AtlasHave you ever felt on the edge?  A razor’s width away from the world crushing you?  Have you ever thought maybe you should let it?  Have you ever wondered what would happened if you stopped holding it up, like enduring Atlas, and let the sky fall?

Of course you have, because you are like me–blessed and burdened by circumstance; you are a parent of the extraordinary.  The weight is unimaginable and the task so tiring; for who can hold up the world and the sky?

Nevertheless, we persist.

What is the alternative?  For the sky to come crashing down?

It does that anyway; it falls  with every crisis, every diagnosis, every meltdown, every school meeting, every stare, every medication failure.  And, that is why it is our job to hold it up.  It is our job to make sense of it all every time the earth shakes and another crisis rips the heavens from the firmament.  It is our job to piece it back together–azure patch dotted by fluffy white, patent-leather black pin studded with shiny bright diamonds.

We must make sense of it for our blessed and burdened, extraordinary pieces of heart walking around outside our chests.  For, if we didn’t there would be no understanding, no up or down, no hope.  We would be crushed by nature.

Who makes sense of it for us–holding the earth and the sky, picking up the pieces, placing the stars back one by one?  Who makes sense of the nonsensical?  Who helps carry crushing burden when we fear it will flatten us?  When we are weary and we wish it to?

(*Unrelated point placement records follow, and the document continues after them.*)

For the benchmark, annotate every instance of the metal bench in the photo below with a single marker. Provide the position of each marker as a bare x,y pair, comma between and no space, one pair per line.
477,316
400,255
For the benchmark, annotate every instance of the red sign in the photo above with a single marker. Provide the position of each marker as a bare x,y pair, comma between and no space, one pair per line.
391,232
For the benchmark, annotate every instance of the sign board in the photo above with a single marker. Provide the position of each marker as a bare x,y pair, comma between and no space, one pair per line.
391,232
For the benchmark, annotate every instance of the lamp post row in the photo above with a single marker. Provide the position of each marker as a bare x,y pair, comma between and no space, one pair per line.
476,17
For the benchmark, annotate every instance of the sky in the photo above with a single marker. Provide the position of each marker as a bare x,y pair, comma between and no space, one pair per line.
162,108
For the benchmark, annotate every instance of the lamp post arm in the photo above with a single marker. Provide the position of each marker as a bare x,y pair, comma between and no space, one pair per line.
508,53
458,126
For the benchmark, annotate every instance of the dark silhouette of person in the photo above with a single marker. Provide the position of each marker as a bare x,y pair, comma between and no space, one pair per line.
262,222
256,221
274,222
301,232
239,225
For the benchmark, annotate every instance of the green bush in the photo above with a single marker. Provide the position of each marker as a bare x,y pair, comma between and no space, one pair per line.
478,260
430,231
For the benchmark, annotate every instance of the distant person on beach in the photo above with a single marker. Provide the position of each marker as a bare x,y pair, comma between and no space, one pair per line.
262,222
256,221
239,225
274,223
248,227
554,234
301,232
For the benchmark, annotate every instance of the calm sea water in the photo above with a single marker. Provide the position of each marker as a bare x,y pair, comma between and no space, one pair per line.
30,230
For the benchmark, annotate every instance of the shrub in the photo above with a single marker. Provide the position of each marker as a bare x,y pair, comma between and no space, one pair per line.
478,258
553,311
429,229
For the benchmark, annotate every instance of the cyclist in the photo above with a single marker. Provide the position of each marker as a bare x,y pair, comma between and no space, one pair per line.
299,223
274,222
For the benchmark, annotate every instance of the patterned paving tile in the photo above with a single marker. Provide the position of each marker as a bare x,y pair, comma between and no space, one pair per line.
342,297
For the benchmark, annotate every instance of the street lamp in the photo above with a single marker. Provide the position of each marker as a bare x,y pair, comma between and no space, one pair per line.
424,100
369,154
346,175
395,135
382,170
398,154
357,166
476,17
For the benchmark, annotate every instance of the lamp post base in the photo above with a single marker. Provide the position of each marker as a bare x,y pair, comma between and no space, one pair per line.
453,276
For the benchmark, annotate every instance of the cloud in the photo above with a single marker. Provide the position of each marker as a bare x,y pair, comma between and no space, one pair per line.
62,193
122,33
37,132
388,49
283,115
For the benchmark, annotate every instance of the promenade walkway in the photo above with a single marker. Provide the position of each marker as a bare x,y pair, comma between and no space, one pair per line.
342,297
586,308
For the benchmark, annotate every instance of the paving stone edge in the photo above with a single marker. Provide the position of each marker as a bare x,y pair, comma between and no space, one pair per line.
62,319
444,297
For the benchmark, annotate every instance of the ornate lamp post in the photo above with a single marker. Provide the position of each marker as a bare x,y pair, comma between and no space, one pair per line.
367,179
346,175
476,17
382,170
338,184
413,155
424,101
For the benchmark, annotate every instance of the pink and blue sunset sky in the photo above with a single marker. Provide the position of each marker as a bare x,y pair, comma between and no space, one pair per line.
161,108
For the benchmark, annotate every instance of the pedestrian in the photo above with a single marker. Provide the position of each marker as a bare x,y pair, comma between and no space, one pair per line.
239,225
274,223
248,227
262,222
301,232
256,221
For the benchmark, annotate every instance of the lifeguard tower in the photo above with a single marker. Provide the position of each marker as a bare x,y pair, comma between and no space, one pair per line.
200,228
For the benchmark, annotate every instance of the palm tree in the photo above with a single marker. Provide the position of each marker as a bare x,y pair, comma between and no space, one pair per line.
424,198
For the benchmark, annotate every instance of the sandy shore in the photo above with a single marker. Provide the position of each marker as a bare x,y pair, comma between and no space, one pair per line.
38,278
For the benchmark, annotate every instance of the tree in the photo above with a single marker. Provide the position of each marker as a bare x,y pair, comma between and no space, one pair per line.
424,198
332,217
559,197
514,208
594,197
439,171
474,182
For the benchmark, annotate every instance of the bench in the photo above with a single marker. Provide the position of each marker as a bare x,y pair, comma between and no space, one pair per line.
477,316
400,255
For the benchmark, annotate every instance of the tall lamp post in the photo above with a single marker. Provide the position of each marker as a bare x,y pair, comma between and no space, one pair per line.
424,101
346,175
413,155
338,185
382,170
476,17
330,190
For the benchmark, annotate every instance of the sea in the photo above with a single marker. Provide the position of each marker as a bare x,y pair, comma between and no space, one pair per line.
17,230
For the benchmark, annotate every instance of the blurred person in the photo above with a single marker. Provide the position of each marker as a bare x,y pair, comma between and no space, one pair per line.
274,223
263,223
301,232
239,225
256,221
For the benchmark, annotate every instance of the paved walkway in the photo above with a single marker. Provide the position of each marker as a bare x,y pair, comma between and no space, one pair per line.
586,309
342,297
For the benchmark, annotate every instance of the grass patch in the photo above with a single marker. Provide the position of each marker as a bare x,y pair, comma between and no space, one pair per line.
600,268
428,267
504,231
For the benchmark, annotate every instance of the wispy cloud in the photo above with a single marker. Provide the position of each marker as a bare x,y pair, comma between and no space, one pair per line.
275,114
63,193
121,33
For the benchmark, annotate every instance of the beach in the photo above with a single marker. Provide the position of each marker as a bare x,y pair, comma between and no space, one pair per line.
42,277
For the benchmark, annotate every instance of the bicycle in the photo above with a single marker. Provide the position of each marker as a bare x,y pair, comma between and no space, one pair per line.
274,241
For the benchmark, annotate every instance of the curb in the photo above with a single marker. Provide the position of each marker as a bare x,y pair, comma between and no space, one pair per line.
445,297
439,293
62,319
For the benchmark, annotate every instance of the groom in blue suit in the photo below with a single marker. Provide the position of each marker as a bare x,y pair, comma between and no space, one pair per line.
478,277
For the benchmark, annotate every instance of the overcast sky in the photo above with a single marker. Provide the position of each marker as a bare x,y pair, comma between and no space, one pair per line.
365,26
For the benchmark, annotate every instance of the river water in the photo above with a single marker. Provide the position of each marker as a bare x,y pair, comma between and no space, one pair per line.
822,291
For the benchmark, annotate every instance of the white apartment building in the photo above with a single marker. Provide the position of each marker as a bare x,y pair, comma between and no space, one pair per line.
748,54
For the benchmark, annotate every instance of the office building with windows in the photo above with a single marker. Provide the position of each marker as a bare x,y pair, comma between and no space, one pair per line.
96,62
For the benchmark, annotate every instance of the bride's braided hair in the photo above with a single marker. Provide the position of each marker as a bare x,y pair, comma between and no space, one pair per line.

I do.  We do.  We shoulder our burdens together because we are the few who can understand the job–the immense burden and blessing.  We link arms and hunch shoulders to disperse the weight as we speak of the crises, and diagnoses, the meltdowns, and meetings, the stares, and medications.  We stoop low and scoop the scattered stars and shattered blue canvas of sky the next time it comes tumbling down and help to paste it back up again–and again, and again.

Nevertheless, we persist.

 

On Despair

despair

Meditation on Despair:

You are like a cold wind that blows through and rustles the last of the autumn leaves that cling helpless on the branches and herald the arrival of winter.  Winter, the season of death and dormancy, is your friend.  You seep through the cracks in our foundations like an icy chill.  Perhaps like water, soft yet strong and forceful, ready to freeze as the hopelessness of winter sets in and drive those foundational crevices into deep canyons of pathos.  And, as the sadness grows you feed on it; you grow ever stronger until your insidious presence can no longer be ignored.  Foundations of joy, happiness, love, and hope crumble at your feet until all that is left is the gaping abyss of you–despair and, your favorite of partners, hopelessness.  But, perhaps, not all that much unlike the cold winds that harken the winter white, you too shall blow past in turn and the world will bloom around you once again.  That’s the thing with seasons–they change; and foundations–they may crumble and fall but they can be rebuilt.  You too are important just as winter is to the world.  But you are only to be a season for which joy and hope can return once again.